Shortly after President Obama nominated her to a lifetime
appointment to the
Supreme Court, I read Judge Sonia Sotomayor's now famous words:

"I would hope that a wise Latina woman with the richness of her
experiences
would more often than not reach a better conclusion than a white
male who
hasn't lived that life."

My initial reaction was strong and direct - perhaps too strong and
too
direct. The sentiment struck me as racist and I said so. Since then,
some
who want to have an open and honest consideration of Judge
Sotomayor's
fitness to serve on the nation's highest court have been critical of
my word
choice.

With these critics who want to have an honest conversation, I agree.
The
word "racist" should not have been applied to Judge Sotomayor as a
person,
even if her words themselves are unacceptable (a fact which both
President
Obama and his Press Secretary, Robert Gibbs, have since admitted).

So it is to her words - the ones quoted above and others - to which
we
should turn, for they show that the issue here is not racial
identity
politics.
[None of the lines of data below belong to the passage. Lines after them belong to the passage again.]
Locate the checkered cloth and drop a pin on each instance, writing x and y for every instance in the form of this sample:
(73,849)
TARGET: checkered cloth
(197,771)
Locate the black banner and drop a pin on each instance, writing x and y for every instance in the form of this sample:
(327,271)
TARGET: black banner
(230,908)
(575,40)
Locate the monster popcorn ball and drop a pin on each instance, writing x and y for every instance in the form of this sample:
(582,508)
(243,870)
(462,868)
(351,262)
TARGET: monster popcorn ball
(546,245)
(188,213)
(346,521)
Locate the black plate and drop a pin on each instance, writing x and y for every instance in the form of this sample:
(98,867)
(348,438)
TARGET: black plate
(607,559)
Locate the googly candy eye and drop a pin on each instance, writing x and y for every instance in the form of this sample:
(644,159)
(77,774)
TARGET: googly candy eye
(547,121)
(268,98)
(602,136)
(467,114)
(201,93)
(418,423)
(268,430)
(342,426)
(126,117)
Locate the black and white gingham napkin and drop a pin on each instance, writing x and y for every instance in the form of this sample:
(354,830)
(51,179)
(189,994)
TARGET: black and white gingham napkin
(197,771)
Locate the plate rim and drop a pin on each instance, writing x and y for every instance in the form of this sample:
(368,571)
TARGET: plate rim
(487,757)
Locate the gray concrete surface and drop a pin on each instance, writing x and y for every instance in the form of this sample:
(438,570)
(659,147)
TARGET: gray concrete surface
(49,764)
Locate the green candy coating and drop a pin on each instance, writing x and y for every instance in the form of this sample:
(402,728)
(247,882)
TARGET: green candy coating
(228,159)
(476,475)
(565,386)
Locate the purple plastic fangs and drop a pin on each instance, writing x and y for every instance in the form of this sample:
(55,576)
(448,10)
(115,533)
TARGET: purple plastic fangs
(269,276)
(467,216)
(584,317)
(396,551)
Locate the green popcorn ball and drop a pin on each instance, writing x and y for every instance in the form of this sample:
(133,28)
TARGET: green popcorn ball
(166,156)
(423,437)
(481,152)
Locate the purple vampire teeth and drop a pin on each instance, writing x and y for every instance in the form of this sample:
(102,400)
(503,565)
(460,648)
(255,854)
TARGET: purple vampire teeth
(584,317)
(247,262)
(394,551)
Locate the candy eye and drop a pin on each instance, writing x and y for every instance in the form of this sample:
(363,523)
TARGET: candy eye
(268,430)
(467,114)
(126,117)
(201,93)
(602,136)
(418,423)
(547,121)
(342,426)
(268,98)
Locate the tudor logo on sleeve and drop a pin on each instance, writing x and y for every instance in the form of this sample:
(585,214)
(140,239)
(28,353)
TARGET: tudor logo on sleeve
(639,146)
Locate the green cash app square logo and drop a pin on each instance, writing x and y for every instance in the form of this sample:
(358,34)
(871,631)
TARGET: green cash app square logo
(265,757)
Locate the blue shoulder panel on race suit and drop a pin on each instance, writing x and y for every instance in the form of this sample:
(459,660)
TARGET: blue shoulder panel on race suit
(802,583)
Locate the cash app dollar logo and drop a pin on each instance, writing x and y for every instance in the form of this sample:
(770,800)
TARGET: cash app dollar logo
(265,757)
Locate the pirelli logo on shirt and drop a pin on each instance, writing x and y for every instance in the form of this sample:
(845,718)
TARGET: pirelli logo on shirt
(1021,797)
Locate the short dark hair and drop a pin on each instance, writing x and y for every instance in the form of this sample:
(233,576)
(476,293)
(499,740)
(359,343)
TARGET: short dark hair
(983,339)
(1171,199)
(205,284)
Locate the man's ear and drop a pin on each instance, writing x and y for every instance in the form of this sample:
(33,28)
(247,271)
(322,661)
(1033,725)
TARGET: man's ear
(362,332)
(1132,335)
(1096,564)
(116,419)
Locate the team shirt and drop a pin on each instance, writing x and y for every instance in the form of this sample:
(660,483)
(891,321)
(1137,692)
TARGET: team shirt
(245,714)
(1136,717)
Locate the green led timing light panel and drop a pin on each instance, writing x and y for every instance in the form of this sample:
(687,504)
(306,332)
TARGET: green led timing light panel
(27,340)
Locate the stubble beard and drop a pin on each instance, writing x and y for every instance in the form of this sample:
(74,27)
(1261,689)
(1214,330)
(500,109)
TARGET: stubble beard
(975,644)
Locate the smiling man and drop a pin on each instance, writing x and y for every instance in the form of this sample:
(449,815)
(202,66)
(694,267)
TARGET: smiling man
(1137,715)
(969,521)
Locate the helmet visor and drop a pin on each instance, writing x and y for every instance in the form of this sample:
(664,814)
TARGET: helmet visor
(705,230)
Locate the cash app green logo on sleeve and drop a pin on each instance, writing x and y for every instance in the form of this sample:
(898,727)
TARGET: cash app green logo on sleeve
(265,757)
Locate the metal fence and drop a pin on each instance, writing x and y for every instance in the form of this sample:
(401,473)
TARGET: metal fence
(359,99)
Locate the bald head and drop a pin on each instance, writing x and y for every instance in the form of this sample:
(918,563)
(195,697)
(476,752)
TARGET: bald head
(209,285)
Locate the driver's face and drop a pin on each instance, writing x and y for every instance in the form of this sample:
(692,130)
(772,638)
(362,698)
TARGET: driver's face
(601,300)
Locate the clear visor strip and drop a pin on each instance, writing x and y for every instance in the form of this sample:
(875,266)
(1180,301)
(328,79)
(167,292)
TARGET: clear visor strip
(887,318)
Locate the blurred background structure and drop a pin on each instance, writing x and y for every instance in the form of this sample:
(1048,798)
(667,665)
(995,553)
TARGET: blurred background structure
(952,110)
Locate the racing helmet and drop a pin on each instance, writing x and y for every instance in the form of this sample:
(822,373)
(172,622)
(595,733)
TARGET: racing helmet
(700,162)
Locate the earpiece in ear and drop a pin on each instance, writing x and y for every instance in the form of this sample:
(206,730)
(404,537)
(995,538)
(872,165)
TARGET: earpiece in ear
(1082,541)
Sotomayor's words reveal a betrayal of a fundamental
principle of
the American system - that everyone is equal before the law.

The Central Question: Is American Justice No Longer Blindfolded?
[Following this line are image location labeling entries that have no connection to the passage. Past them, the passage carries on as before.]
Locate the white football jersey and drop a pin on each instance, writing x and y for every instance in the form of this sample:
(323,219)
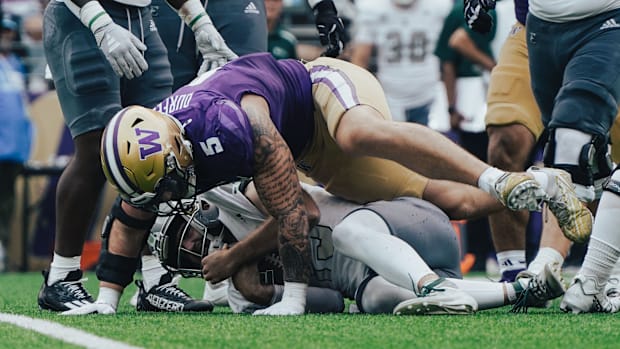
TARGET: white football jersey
(405,39)
(332,269)
(570,10)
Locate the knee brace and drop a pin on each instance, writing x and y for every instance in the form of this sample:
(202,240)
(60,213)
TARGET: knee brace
(114,268)
(613,184)
(594,161)
(117,212)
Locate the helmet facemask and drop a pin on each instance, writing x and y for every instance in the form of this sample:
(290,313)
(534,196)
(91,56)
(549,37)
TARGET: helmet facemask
(180,241)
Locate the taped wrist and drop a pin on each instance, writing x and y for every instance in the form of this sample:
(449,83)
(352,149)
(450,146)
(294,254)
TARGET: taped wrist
(194,15)
(116,269)
(94,16)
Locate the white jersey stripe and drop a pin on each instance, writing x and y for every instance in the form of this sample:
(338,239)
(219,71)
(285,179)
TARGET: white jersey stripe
(340,85)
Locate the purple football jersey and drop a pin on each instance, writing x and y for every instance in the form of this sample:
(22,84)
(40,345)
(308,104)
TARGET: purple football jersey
(219,130)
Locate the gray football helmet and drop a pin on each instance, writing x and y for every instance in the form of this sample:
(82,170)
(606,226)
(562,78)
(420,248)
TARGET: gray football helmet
(181,240)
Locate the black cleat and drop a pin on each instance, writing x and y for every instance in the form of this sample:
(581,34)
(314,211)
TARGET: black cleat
(65,294)
(167,296)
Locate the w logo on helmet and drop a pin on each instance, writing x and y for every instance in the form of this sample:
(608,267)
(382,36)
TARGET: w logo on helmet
(148,142)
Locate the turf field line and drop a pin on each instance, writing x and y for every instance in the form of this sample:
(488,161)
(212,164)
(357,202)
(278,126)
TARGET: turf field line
(64,333)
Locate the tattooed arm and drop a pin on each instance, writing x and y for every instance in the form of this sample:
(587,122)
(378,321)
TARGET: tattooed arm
(275,178)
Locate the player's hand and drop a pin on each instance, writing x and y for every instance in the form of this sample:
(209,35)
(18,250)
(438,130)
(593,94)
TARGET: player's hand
(215,52)
(285,307)
(122,49)
(477,16)
(219,265)
(330,27)
(92,308)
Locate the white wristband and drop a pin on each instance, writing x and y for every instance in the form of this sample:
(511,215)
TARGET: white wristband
(93,16)
(193,14)
(109,296)
(295,291)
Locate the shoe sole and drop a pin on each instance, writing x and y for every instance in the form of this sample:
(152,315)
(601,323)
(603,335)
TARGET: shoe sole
(417,306)
(527,195)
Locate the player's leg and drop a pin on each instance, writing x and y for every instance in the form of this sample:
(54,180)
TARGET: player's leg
(356,116)
(587,291)
(365,235)
(158,290)
(513,125)
(88,91)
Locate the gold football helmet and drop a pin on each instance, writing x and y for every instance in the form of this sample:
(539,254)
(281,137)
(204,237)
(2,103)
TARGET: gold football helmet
(146,157)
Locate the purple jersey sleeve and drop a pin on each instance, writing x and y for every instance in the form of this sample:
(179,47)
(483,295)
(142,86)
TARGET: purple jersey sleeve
(219,129)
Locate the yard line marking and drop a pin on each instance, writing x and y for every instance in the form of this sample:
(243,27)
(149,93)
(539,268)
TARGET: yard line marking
(64,333)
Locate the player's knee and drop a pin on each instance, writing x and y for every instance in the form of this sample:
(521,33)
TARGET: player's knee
(509,147)
(586,157)
(116,269)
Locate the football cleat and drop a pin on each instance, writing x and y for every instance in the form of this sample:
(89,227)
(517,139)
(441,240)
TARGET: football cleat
(586,296)
(438,297)
(540,289)
(65,294)
(168,297)
(612,289)
(519,191)
(574,218)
The fundamental issue at stake in the Sotomayor discussion or
nomination is
not her background or her gender but an issue that has implications
far
beyond this judge and this nomination: Is judicial impartiality no
longer a
quality we can and should demand from our Supreme Court Justices?

President Obama apparently thinks so. Other presidents, Republican
and
Democrat, have considered race and gender in making judicial
appointments in
the past. But none have explicitly advocated the notion that judges
should
substitute their personal experiences for impartiality in deciding
cases.
And certainly none have asserted that their ethnicity, race or
gender would
make them a better judge over a judge from a different background.

Here is how President Obama explained his criteria for appointing
judges
earlier this year:

"We need somebody who's got the heart, the empathy, to recognize
what it's
like to be a young teenage mom, the empathy to understand what it's
like to
be poor or African-American or gay or disabled or old - and that's
the
criterion by which I'll be selecting my judges."